Il primo stereotipo che Macnil abbatte è quello più classico: al Sud non si riesce a fare impresa. “Noi stiamo dimostrando il contrario”, afferma Costanza. “Certo, serve molta perseveranza. Spesso penso che se ci fossimo trasferiti altrove tutto sarebbe stato più semplice, proprio per un fatto geografico: le reti di potenziali clienti, le infrastrutture, il fatto che il 90% delle fiere e degli eventi si svolge al Nord. Abbiamo da fare più chilometri, ma nel momento in cui si riesce la soddisfazione è grande. Il secondo pregiudizio demolito: le donne non fanno impresa. “Io non sono mai stata sola”, precisa subito Costanza. “Nicola era il mio fidanzato, poi ci siamo sposati. In Macnil ci siamo suddivisi i compiti: a me lo sviluppo e la ricerca, a lui il business e il mercato. Ma da subito la metà dei nostri dipendenti è stata donna. Al Sud è ancora diffusa la convinzione che le donne debbano stare a casa a occuparsi dei figli e che al massimo possano fare le maestre. Noi siamo la dimostrazione concreta che con spirito di organizzazione è possibile mandare avanti un’impresa e seguire la famiglia”.

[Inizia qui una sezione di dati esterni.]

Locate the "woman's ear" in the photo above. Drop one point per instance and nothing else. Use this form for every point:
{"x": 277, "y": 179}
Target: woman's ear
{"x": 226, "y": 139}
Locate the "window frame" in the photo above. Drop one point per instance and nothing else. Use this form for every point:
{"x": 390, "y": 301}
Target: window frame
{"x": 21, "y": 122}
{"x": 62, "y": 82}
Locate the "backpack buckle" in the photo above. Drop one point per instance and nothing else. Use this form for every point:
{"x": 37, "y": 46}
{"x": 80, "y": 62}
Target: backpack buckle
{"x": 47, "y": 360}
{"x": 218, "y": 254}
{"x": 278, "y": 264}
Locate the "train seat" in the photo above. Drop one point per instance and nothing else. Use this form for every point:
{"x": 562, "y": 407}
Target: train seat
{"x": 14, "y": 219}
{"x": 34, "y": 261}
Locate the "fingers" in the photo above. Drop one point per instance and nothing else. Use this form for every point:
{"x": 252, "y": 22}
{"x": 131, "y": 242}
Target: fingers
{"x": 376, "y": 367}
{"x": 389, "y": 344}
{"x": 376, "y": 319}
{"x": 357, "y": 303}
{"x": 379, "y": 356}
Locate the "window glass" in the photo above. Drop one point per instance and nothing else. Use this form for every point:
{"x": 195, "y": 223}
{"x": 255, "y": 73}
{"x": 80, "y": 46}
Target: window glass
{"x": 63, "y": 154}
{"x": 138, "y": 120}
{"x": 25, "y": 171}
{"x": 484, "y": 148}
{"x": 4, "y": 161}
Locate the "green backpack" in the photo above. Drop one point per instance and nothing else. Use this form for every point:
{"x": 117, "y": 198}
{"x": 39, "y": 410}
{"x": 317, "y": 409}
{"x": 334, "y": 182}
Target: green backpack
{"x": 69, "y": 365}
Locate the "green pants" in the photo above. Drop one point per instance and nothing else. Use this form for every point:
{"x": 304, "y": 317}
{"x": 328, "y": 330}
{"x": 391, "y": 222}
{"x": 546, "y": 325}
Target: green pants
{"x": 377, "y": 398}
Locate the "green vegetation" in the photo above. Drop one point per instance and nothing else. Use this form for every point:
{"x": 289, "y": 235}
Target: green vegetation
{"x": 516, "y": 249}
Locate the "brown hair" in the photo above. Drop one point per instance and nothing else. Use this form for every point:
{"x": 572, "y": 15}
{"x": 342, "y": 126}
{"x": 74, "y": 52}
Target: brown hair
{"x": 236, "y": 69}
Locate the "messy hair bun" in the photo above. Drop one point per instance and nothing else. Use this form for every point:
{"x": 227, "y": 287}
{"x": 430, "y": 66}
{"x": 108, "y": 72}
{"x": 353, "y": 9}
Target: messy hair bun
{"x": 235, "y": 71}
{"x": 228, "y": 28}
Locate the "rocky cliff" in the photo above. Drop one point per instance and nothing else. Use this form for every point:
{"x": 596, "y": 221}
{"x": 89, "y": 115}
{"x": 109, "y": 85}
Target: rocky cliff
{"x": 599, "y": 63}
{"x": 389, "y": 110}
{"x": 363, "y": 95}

Pesa la carenza di una rete di servizi a supporto del lavoro femminile. Macnil compensa: nella nuova sede in via di ultimazione nella zona industriale di Gravina ci saranno un nido aziendale, una ludoteca e una palestra. Ma finora la discriminazione non è stata di casa, anzi: il 90% delle dipendenti si è sposata dopo essere entrata in azienda e ha avuto un figlio in corso d’opera. Attualmente in tre sono in maternità, nel 2017 ne sono rientrate due. “L’assenza comporta ovviamente ulteriori sforzi”, riconosce l’imprenditrice. “Ma conta il Bil, il benessere interno lordo, dei nostri collaboratori. La classe imprenditoriale deve compiere un salto di qualità culturale”. Non solo nell’atteggiamento sulla maternità. In Macnil non hanno visto neanche un congedo di paternità: il passaggio dalla conciliazione alla condivisione è ancora lontano.
Cruciale, per Costanza e Lavenuta, è il rapporto con il territorio, la “tessitura” del capitale umano. La maggior parte dei collaboratori tecnici vengono da progetti di tesi di laurea del Politecnico di Bari. La cooperazione con centri di ricerca, scuole e università è pane quotidiano. “Il nostro obiettivo è non soltanto attrarre giovani del posto, ma anche far rientrare chi aveva cercato lavoro fuori dall’Italia”. E non si creda che un’azienda digitale cerchi soltanto profili squisitamente tecnici: Macnil annovera laureati in lingue, filosofia e scienze politiche. La rivincita delle discipline umanistiche? “Non serve progettare software – sorride Costanza – se poi non c’è nessuno che sa venderlo e comunicarlo, nessuno che sa curare i clienti che acquisiscono servizi e prodotti”.
Si sogna e si realizza, a Gravina. Costanza non sopporta lamentele e piagnistei, invita a capovolgere la prospettiva. La Murgia Valley (sulla quale è stato appena pubblicato da Les Flâneurs Edizioni il libro “Murgia Valley, l’evoluzione della specie – Storie e suggerimenti per creare aziende al Sud”, scritto da Antonio Prota e Flavio Roberto Albano) nasce da questa ostinazione: “Bisogna parlare degli esempi positivi”. Alle giovani non dispensa parole smielate, ma un consiglio asciutto: “Credere in se stesse e seguire quello che si ama. Si può fare restando qui“.